I'm stylin. Got my Oakleys on. Hair halfway down my back. No skid lid. Black t-shirt and a grin from ear to ear. The speed limit is 20, and as I pass Chester Cheese back there on the corner I'm doing the speed limit, and my sh1t-eating grin is screaming "fuck you, porky."

He reads it on my face as I cruise on by, leaning against the hood of his car, staring right at me as I glide past him, barely making a sound on the Honda.

A van is in front of me crawling down the street looking for a parking spot. I could pass on the left in the other lane legally, but I didn't want to exceed the 20 mph limit with Barney Fife back there polishing his bullet, looking hard for someone who looks like me to work over.

So I crawled along behind the van for a block. Not today Porkskin, I got a different agenda than fooling with your punk ass.

Glancing in my rearview I notice that Granny Goodbitch in the Lincoln has made a right turn and is now following me at a distance of about 50 feet. I'm starting to feel a little bit uncomfortable here. Almost claustrophobic.

What's worse is that upon examining my rear-view mirrors I can see that Granny Goodbitch is having a hand-waving, eye-popping, positively engrossing conversation with Auntie Prisspanties.

And not paying one damn bit of attention to what's going on you know, like, on the damned road.

I sat up in the saddle and gave serious thought to getting myself out of harm's way, and threw a glance over my left shoulder.

That's when the brake lights came on and the van took a nose-dive. Someone had decided to just start backing out of that 45 degree parking right in front of her, and she wanted that spot.
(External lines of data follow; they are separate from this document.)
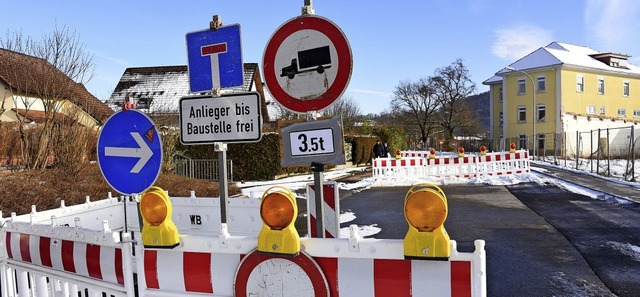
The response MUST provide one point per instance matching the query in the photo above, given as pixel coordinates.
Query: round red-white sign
(262, 274)
(307, 64)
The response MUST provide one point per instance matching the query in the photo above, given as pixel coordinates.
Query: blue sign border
(229, 63)
(116, 170)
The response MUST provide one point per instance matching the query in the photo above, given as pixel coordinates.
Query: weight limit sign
(315, 141)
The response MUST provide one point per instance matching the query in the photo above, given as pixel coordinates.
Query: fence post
(591, 151)
(608, 155)
(599, 152)
(577, 148)
(633, 154)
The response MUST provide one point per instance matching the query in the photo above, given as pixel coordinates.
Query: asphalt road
(540, 240)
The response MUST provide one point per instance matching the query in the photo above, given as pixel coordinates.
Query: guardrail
(96, 248)
(491, 164)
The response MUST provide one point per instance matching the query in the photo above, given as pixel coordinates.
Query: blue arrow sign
(215, 59)
(129, 152)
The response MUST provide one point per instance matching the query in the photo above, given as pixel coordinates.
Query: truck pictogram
(317, 59)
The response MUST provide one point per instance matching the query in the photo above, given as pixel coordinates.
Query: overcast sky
(391, 41)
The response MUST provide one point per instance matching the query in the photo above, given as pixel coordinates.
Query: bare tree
(416, 103)
(451, 85)
(348, 109)
(44, 75)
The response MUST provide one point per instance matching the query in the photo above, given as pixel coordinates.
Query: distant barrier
(95, 249)
(420, 165)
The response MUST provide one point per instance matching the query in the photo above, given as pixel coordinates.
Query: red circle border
(345, 63)
(302, 260)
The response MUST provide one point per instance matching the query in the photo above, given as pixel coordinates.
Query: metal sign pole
(318, 176)
(221, 148)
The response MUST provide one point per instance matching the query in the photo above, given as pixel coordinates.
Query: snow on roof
(165, 85)
(567, 55)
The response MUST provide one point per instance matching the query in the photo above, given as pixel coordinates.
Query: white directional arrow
(143, 152)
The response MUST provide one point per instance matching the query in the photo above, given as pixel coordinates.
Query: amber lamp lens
(154, 208)
(277, 211)
(425, 211)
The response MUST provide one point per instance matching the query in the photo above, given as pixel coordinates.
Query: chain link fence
(206, 169)
(606, 152)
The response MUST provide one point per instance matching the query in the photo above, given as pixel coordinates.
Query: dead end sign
(307, 64)
(229, 118)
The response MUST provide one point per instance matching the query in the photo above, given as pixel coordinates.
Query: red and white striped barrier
(492, 164)
(331, 211)
(382, 167)
(340, 267)
(40, 258)
(414, 154)
(49, 259)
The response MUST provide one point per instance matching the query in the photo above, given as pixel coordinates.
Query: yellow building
(567, 89)
(31, 89)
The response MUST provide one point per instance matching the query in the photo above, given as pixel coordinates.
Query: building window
(600, 85)
(542, 111)
(622, 113)
(541, 142)
(522, 113)
(625, 88)
(522, 87)
(580, 83)
(542, 85)
(522, 141)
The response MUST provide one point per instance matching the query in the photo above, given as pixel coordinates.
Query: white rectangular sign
(230, 118)
(312, 142)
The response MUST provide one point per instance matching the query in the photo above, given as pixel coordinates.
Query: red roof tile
(38, 78)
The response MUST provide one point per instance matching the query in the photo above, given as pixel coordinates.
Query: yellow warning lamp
(425, 208)
(483, 150)
(278, 211)
(158, 229)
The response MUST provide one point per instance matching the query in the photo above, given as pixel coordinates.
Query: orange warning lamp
(158, 229)
(278, 211)
(425, 208)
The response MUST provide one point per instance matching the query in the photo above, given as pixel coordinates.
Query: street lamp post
(533, 119)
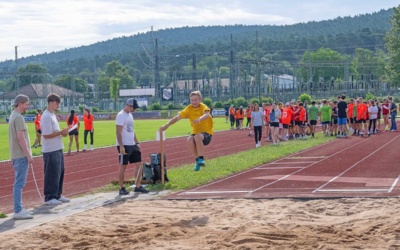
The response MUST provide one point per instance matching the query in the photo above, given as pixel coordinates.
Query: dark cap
(20, 99)
(132, 102)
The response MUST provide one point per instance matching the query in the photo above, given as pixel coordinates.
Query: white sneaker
(22, 215)
(64, 199)
(53, 202)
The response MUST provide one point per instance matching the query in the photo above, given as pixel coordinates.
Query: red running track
(93, 169)
(353, 167)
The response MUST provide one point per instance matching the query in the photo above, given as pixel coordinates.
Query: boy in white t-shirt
(128, 146)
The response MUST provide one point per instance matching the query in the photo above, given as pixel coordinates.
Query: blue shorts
(342, 121)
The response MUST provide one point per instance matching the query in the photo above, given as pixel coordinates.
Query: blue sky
(39, 26)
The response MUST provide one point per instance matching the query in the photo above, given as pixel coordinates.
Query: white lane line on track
(215, 192)
(295, 172)
(355, 164)
(394, 184)
(244, 172)
(353, 190)
(272, 168)
(292, 162)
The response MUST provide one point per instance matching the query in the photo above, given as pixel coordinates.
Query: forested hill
(363, 30)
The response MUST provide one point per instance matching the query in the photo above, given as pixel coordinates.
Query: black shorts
(73, 132)
(298, 123)
(132, 155)
(207, 138)
(274, 124)
(362, 121)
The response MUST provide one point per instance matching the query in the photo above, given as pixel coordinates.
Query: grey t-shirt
(17, 123)
(48, 125)
(256, 117)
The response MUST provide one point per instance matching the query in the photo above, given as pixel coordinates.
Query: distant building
(37, 93)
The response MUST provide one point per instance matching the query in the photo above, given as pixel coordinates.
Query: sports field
(104, 134)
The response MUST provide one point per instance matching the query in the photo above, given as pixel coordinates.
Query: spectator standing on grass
(385, 114)
(20, 152)
(342, 116)
(373, 115)
(38, 115)
(52, 149)
(202, 127)
(226, 108)
(128, 146)
(313, 117)
(232, 115)
(362, 110)
(257, 118)
(326, 115)
(393, 113)
(274, 116)
(73, 121)
(88, 119)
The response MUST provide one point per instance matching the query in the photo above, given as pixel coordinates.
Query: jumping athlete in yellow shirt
(202, 127)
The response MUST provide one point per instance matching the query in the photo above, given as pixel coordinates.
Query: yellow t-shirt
(205, 126)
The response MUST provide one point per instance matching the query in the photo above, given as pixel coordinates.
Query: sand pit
(357, 223)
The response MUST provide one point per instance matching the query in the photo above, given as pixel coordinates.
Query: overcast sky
(39, 26)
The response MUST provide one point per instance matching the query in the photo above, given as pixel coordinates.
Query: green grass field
(104, 134)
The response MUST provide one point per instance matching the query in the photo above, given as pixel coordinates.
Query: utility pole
(16, 70)
(194, 77)
(157, 83)
(232, 68)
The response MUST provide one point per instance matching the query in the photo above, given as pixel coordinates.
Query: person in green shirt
(326, 114)
(313, 113)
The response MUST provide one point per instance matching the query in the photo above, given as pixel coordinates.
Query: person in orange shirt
(267, 111)
(88, 122)
(38, 115)
(239, 118)
(286, 120)
(362, 110)
(73, 121)
(350, 116)
(232, 115)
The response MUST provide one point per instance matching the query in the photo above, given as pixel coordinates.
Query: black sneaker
(123, 191)
(140, 190)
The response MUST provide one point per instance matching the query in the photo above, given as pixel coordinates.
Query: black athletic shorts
(207, 138)
(73, 132)
(132, 155)
(274, 124)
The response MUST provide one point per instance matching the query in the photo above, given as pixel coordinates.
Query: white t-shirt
(48, 125)
(374, 112)
(128, 133)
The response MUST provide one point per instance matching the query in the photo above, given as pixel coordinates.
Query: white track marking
(213, 192)
(355, 164)
(295, 172)
(394, 184)
(353, 190)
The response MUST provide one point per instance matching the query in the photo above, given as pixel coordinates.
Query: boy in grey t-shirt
(20, 152)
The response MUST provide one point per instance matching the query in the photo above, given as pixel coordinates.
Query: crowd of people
(298, 120)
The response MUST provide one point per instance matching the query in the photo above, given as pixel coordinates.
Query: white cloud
(46, 26)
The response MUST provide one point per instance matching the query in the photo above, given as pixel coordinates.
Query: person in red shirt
(38, 115)
(232, 115)
(385, 113)
(362, 110)
(89, 129)
(287, 113)
(267, 110)
(73, 126)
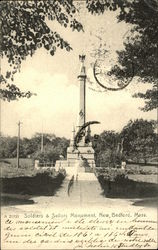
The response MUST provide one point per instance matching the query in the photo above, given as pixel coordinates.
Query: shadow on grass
(19, 190)
(126, 188)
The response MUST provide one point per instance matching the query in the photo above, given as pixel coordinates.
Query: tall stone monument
(84, 153)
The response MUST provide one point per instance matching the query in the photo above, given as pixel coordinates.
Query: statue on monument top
(83, 69)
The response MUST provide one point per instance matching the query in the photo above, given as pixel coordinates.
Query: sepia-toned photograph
(78, 124)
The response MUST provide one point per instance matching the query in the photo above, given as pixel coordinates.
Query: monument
(83, 155)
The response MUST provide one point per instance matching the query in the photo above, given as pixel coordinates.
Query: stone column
(82, 80)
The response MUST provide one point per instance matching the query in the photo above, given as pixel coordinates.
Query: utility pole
(42, 142)
(18, 143)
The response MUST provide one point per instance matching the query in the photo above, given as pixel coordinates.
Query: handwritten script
(98, 230)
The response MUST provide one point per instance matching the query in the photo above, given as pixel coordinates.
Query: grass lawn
(9, 168)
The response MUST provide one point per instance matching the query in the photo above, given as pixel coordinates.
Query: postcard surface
(78, 152)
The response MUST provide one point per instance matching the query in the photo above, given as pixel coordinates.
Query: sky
(54, 79)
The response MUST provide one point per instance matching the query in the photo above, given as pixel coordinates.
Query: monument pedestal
(84, 154)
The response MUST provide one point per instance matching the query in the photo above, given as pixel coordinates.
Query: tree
(139, 139)
(25, 29)
(141, 46)
(105, 146)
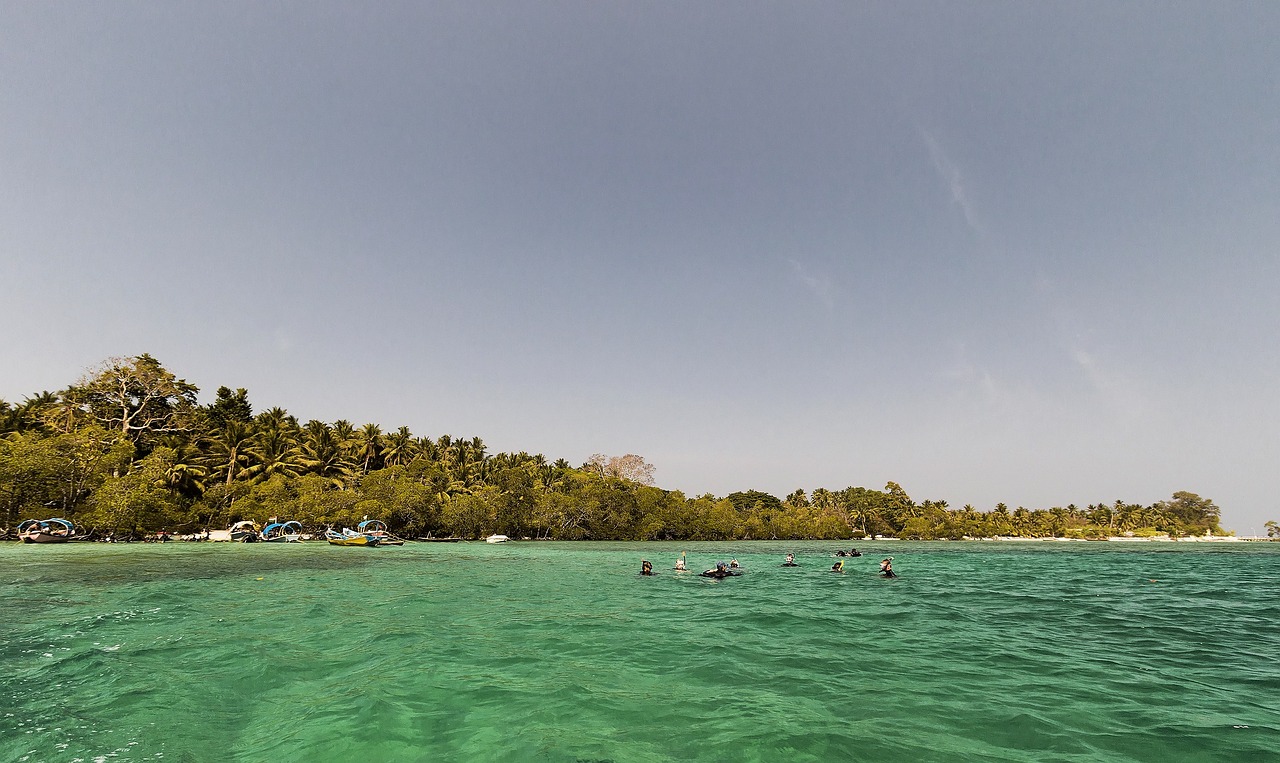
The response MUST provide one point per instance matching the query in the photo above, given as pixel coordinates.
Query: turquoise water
(563, 653)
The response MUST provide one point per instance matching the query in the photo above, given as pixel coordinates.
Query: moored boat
(289, 531)
(245, 531)
(378, 529)
(54, 530)
(350, 538)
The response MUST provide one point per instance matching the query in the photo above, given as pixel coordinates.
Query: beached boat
(55, 530)
(245, 531)
(288, 531)
(350, 538)
(378, 529)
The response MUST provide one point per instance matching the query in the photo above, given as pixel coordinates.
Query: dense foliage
(128, 451)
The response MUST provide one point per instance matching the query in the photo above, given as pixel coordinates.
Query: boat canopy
(55, 524)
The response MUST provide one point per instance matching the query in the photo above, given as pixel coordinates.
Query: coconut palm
(229, 451)
(369, 446)
(274, 452)
(400, 447)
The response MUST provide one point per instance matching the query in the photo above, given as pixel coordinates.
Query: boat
(245, 531)
(54, 530)
(378, 529)
(288, 531)
(350, 538)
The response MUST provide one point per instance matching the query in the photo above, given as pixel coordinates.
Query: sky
(1019, 252)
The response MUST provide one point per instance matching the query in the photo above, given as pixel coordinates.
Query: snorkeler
(721, 571)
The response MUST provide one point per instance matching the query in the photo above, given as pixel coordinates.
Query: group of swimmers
(732, 569)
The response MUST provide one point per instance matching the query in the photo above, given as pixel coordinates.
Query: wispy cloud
(1119, 393)
(972, 377)
(818, 284)
(950, 174)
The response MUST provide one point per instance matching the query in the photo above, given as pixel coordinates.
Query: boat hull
(44, 538)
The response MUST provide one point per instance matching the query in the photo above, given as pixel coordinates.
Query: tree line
(128, 451)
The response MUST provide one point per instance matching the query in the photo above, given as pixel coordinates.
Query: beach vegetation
(128, 451)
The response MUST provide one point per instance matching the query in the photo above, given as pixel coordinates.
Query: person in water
(720, 571)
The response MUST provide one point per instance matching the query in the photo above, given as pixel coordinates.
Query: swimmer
(720, 571)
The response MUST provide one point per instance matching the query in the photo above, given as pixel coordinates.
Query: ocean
(562, 652)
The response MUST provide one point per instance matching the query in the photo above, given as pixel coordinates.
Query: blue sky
(995, 251)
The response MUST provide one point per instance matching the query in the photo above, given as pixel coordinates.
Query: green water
(563, 653)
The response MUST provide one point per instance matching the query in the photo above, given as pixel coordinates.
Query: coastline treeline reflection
(128, 451)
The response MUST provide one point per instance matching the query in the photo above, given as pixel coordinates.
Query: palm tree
(400, 447)
(370, 439)
(229, 449)
(323, 455)
(274, 452)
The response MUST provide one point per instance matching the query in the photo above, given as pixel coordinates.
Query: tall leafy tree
(137, 397)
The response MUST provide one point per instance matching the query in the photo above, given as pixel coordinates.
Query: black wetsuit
(720, 574)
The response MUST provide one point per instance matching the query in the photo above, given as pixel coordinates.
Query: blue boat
(289, 531)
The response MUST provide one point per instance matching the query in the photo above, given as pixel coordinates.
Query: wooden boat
(378, 529)
(350, 538)
(288, 531)
(54, 530)
(245, 531)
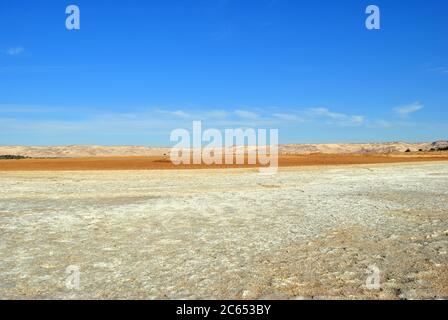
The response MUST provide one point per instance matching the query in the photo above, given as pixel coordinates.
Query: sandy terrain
(307, 232)
(151, 163)
(287, 149)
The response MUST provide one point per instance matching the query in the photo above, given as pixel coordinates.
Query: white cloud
(404, 111)
(247, 114)
(176, 113)
(14, 51)
(335, 117)
(287, 117)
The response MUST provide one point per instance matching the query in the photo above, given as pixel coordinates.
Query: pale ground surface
(108, 151)
(308, 232)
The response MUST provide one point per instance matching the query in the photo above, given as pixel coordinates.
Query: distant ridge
(76, 151)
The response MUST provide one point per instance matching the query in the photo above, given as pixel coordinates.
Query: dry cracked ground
(304, 233)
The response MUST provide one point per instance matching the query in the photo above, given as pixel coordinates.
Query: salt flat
(305, 233)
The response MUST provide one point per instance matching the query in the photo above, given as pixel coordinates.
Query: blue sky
(138, 69)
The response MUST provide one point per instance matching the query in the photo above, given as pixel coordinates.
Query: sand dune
(76, 151)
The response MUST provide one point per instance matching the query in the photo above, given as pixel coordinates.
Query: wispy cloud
(441, 70)
(406, 110)
(176, 113)
(249, 115)
(14, 51)
(335, 117)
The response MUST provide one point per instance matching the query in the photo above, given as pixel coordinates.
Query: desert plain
(137, 230)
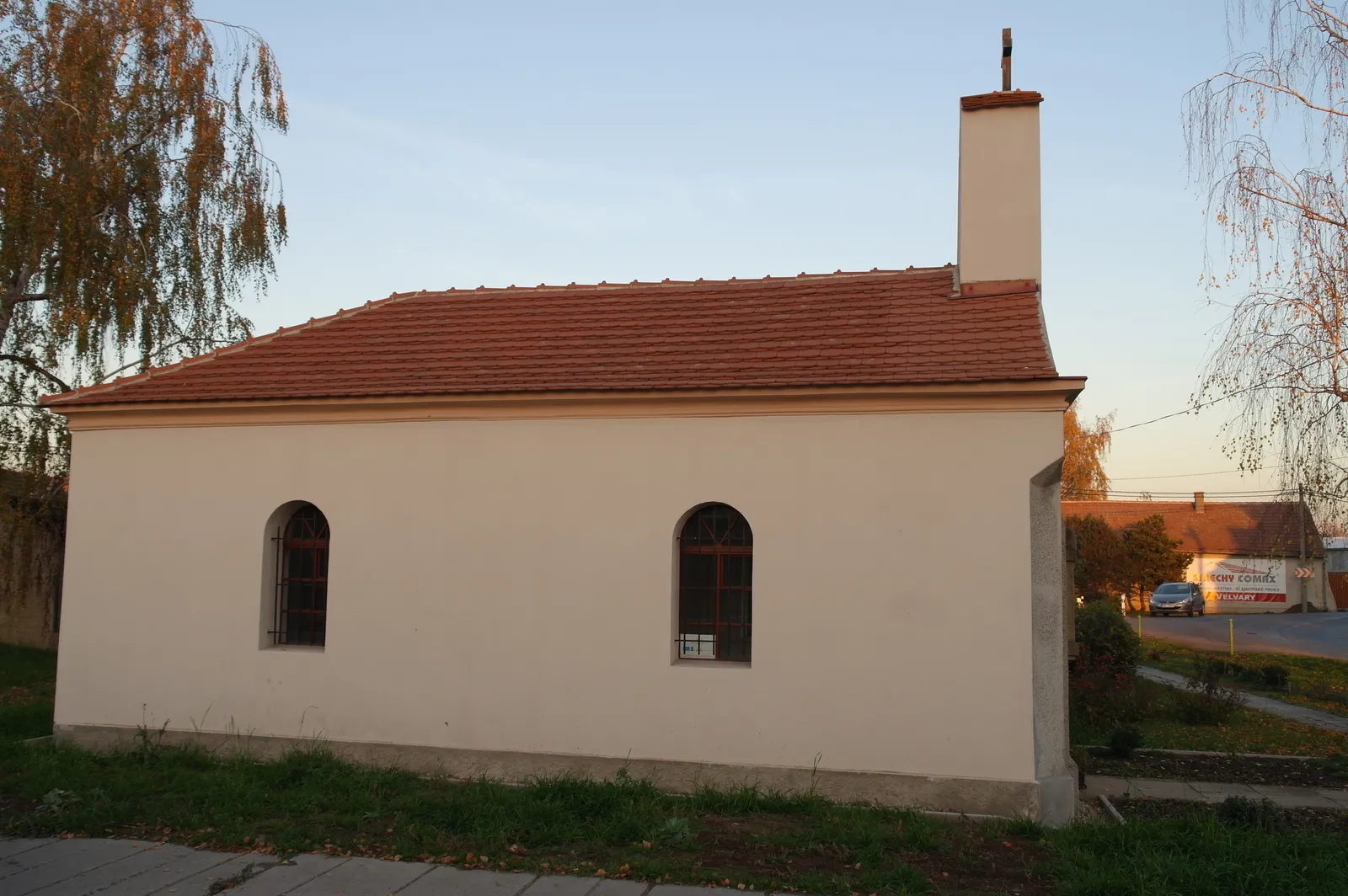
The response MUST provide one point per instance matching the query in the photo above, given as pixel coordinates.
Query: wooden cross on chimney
(1006, 58)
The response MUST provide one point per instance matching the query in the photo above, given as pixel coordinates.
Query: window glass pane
(698, 570)
(736, 572)
(698, 605)
(734, 643)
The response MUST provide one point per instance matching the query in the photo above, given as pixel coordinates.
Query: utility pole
(1006, 58)
(1301, 519)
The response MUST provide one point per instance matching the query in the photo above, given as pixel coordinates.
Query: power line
(1180, 476)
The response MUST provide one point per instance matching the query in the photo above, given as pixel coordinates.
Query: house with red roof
(1246, 554)
(700, 530)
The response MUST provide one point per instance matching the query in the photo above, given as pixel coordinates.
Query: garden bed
(1235, 770)
(1141, 808)
(1158, 718)
(1318, 682)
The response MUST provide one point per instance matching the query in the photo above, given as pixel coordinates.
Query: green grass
(1196, 856)
(27, 691)
(1313, 680)
(312, 801)
(1247, 732)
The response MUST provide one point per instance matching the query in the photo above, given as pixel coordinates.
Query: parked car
(1176, 597)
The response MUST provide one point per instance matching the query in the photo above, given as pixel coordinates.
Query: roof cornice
(1011, 395)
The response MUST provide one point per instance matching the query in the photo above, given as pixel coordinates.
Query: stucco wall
(507, 585)
(999, 195)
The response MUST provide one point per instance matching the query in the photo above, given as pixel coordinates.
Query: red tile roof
(837, 329)
(1001, 100)
(1244, 529)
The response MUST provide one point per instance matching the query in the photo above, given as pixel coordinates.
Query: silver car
(1176, 597)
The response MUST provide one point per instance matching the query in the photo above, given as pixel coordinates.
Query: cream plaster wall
(507, 585)
(999, 195)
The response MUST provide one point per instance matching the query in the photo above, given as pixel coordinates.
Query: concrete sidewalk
(1304, 714)
(1208, 792)
(138, 868)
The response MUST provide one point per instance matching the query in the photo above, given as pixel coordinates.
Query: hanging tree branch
(138, 205)
(1267, 145)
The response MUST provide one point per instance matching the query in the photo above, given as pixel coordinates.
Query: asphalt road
(1314, 633)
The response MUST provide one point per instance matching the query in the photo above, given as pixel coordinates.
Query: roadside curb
(1102, 748)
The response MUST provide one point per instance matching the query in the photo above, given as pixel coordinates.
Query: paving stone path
(138, 868)
(1307, 714)
(1210, 792)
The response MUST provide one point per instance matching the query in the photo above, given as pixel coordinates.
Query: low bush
(1107, 640)
(1099, 697)
(1208, 701)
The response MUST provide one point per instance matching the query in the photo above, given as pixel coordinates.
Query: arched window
(302, 579)
(716, 585)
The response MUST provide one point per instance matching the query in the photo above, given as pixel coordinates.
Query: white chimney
(999, 189)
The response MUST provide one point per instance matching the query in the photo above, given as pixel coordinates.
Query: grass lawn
(1313, 680)
(314, 802)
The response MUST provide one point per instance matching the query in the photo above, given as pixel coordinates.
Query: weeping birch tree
(136, 205)
(1269, 146)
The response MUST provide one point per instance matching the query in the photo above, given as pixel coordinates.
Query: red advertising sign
(1242, 579)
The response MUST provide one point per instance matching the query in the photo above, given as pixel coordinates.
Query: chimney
(999, 188)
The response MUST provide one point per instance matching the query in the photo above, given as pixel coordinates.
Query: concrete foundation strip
(1109, 808)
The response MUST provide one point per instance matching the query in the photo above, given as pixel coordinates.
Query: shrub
(1273, 675)
(1208, 701)
(1099, 696)
(1125, 740)
(1105, 639)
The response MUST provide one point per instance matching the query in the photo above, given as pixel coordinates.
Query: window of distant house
(302, 579)
(714, 585)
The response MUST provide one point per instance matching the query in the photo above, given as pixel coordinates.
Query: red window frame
(716, 586)
(302, 547)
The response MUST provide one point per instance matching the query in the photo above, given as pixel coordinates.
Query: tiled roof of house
(837, 329)
(1246, 529)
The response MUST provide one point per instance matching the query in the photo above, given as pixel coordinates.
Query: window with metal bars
(302, 579)
(714, 585)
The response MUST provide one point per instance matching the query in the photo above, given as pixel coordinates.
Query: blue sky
(440, 145)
I squeezed the clutch, kicked it down from 3rd to 2nd, let it go and gave a little twist all in the blink of an eye. And in so doing shot myself around the van and was to the stop sign before I heard the Lincoln impact the rear end of the van, and the van shove the car trying to back out into the parked car beside it.

Presence of mind had just saved me from being an incorrigible sandwich.

At the stop sign I turned to look behind me and decided I'd better flip a bitch and go see if anyone was hurt. Barney Fife had stopped polishing his bullet and had rolled up to the scene of the accident with his purdy lights just a goin, and was talkin into his walkie-talkie as if he was the grand poobah of this here parade.

And he was lookin right at me.

Oh boy. Here we go. I have the hair and the beard and the motorcycle. I musta caused all this trouble.

I knew it before he even told me to wait until he saw to everyone.

5 minutes later, with the paramedics looking over the old folks, and his boss having arrived to oversee the traffic control and removal of vehicles from a 20 mph pileup, this cat was giving me hell for pulling that fool stunt, blasting off down the road like that, startling these old folks, and making them crash.

He was of a good mind to haul my butt off to jail right then and there.

He wrote me a ticket for speeding, and for failing to signal a lane change. He said he would let the DA decide whether or not to charge me with causing an accident.

WHAT?

I argued with him that all I had done was save my own life! That I saw the accident coming and knew what was going to happen and waited until damn near the last minute to do anything for fear of getting wrote up for that!

His response was that lots of people go to jail for being in the wrong place at the wrong time.

I think he was just a sonofabitch.

The judge agreed with me too. He threw out all of my citations, and told the cop to his face never to bring him that kind of BS again. I think maybe the judge rode a motorcycle. He told me to raise my left hand. I did. He looked at the cop and said there, he signaled. Case dismissed.

It was a good day to be incorrigible.